Теперь она обращалась к ней уже не как к своей фрейлине, а как к супруге личного адьютанта Императора, и это ей самой казалось неестественным. Судя же по тому, как напряглись острые плечи её гостьи, для нее это тоже оказалось неожиданностью.
– Сопровождаю сестру на воды – врачи прописали ей купания всвязи с травмой позвоночника. Она путешествует с супругом, но, сославшись на скуку, настояла, чтобы я составила ей компанию.
Кажется, что-то об инвалидности старшей княжны Голицыной Марии Александровне доносили, или даже быть может сама Катерина говорила об этом. По крайней мере, ответ выглядел убедительно, только вот визиты на виллу цесаревича выбивались из этой картины.
– Я надеюсь, Вашей сестре лучше?
– Спасибо, Ваше Величество, она идет на поправку и в этом большая заслуга её супруга – он не оставляет Ирину ни на миг и полностью отдал себя её выздоровлению.

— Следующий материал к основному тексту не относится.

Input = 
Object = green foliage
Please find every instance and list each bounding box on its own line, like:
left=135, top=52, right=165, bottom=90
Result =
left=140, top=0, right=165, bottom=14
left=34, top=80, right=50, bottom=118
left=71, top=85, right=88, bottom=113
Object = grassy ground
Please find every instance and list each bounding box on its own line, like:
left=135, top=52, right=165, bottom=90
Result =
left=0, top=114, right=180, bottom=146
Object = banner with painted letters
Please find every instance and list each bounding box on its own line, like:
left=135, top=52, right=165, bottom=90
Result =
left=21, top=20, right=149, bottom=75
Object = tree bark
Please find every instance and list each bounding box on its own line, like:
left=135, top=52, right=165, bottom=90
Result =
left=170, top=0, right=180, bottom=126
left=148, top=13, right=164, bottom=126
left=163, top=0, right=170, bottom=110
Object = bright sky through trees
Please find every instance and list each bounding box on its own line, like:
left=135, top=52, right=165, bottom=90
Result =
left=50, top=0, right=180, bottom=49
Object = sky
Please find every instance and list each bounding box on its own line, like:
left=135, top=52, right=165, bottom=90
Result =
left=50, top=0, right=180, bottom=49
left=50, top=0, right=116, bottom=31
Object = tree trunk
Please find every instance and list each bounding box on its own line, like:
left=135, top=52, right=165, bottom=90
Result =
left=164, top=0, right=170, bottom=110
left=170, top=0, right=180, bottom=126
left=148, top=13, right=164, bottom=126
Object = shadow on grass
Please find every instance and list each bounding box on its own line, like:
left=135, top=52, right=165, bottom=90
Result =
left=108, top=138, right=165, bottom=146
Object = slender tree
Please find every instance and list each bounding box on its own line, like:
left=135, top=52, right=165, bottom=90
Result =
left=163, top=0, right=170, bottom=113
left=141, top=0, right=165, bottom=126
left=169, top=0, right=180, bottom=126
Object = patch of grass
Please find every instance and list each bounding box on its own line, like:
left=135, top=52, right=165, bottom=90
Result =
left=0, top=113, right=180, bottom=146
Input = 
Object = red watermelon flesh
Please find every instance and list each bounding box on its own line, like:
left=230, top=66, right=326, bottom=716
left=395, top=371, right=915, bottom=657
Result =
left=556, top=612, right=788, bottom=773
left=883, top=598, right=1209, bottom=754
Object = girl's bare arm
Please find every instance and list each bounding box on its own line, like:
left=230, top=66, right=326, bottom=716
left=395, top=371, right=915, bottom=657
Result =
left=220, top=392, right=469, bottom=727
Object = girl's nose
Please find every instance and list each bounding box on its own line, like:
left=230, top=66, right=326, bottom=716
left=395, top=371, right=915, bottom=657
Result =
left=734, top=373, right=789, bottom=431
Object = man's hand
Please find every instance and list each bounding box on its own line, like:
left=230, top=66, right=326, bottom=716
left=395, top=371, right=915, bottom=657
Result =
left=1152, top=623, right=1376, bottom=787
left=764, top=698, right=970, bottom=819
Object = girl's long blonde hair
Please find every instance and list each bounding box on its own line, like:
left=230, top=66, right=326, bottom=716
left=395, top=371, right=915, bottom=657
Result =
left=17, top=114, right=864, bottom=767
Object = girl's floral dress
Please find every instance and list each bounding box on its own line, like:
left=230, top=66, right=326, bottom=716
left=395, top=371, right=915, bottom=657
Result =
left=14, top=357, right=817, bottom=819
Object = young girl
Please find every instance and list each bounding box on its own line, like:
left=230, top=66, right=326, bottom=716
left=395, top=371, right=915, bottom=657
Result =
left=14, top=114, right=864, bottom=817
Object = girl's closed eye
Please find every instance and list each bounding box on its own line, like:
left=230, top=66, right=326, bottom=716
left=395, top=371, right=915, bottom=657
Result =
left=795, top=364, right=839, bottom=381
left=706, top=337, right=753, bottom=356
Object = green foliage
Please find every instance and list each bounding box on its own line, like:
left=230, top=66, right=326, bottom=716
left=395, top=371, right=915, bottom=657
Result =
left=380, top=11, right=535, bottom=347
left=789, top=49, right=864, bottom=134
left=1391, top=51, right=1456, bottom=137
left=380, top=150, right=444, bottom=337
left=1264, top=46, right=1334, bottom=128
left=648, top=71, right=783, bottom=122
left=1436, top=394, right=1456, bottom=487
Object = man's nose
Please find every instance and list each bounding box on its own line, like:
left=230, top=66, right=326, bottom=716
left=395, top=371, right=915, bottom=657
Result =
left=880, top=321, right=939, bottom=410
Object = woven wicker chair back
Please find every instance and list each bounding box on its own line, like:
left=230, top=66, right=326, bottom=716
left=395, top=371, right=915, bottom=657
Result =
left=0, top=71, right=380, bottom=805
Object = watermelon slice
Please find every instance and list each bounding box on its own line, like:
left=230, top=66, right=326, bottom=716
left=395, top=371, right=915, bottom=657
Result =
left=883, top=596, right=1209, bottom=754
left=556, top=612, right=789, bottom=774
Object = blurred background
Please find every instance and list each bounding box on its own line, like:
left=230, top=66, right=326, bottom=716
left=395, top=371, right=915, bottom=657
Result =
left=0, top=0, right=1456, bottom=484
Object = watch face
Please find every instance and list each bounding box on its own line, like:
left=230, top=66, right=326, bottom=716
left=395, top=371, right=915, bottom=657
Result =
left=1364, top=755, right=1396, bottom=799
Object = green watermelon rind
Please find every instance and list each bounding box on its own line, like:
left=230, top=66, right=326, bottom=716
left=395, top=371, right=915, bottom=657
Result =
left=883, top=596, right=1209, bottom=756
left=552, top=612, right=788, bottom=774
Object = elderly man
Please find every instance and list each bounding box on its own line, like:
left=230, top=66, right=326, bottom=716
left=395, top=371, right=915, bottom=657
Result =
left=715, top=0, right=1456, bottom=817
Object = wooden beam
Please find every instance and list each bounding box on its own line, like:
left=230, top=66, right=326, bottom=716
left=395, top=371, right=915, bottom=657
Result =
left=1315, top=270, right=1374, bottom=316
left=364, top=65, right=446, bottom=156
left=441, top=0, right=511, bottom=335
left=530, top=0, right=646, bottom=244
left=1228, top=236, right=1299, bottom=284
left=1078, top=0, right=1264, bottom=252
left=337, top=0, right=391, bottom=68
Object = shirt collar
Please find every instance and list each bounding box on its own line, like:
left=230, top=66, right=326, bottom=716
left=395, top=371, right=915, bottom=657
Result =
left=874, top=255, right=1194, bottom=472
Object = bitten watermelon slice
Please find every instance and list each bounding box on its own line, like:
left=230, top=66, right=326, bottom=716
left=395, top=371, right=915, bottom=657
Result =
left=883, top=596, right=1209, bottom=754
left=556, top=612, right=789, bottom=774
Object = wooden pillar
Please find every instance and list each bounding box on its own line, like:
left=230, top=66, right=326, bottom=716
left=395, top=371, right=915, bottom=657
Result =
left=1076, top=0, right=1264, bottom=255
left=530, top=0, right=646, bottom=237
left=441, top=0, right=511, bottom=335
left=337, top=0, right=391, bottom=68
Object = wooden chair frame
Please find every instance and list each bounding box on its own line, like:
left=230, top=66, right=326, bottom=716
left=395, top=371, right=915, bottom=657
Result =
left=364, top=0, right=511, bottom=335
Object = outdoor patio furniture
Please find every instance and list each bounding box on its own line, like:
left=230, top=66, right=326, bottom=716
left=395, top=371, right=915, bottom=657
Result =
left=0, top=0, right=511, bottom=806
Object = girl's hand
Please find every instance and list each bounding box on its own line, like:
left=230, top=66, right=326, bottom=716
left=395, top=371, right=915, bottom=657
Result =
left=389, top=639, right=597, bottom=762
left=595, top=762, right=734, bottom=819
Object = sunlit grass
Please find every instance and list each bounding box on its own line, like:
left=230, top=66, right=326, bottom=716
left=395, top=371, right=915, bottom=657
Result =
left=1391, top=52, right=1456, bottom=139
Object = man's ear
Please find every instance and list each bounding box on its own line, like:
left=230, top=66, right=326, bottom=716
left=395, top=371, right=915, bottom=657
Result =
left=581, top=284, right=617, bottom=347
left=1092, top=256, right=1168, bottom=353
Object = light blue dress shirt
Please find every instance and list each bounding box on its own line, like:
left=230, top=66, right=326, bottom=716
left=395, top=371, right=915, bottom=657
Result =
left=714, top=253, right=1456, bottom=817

– Ей повезло найти такого человека, – тонкие губы Императрицы изобразили едва заметную улыбку; смотря на присевшую на самый край стула княжну (она продолжала так воспринимать её), она пыталась рассмотреть за бледностью лица что-то, угрожающее спокойствию Никсы, но не находила. – А что же Вы?
– Милостью Божьей мы с Дмитрием обвенчались, – кивнула Катерина.
– Однако Вы продолжаете искать свиданий с Николаем.
Дрогнувшие руки, сжавшие плотную ткань верхней юбки, выдали волнение, что нахлынуло на нее в момент, когда прозвучало это утверждение, граничащее с обвинением.
В покоях Императрицы повисло густое, давящее на грудь молчание. Мария Александровна внимательно наблюдала за своей бывшей фрейлиной, стараясь обнаружить хоть какой-то ответ на свои вопросы. Та же, с минуту, быть может, сидела недвижимо, даже будто бы не дыша, а после вдруг пальцы выпустили смятый узорчатый шелк, кисти легли одна на другую.
– Я никогда не допускала и мысли о том, чтобы претендовать на Его Императорское Высочество. Ни титулов, ни почестей, ни иных привилегий мне не нужно, — опустив взгляд, но не голову, она медленно, тихо, но абсолютно уверенно и твердо произносила слово за словом. — Единственное, на что я прошу высочайшего дозволения и ради чего взываю к Вашей милости, Ваше Величество — быть подле него. Мне тревожно за его здоровье.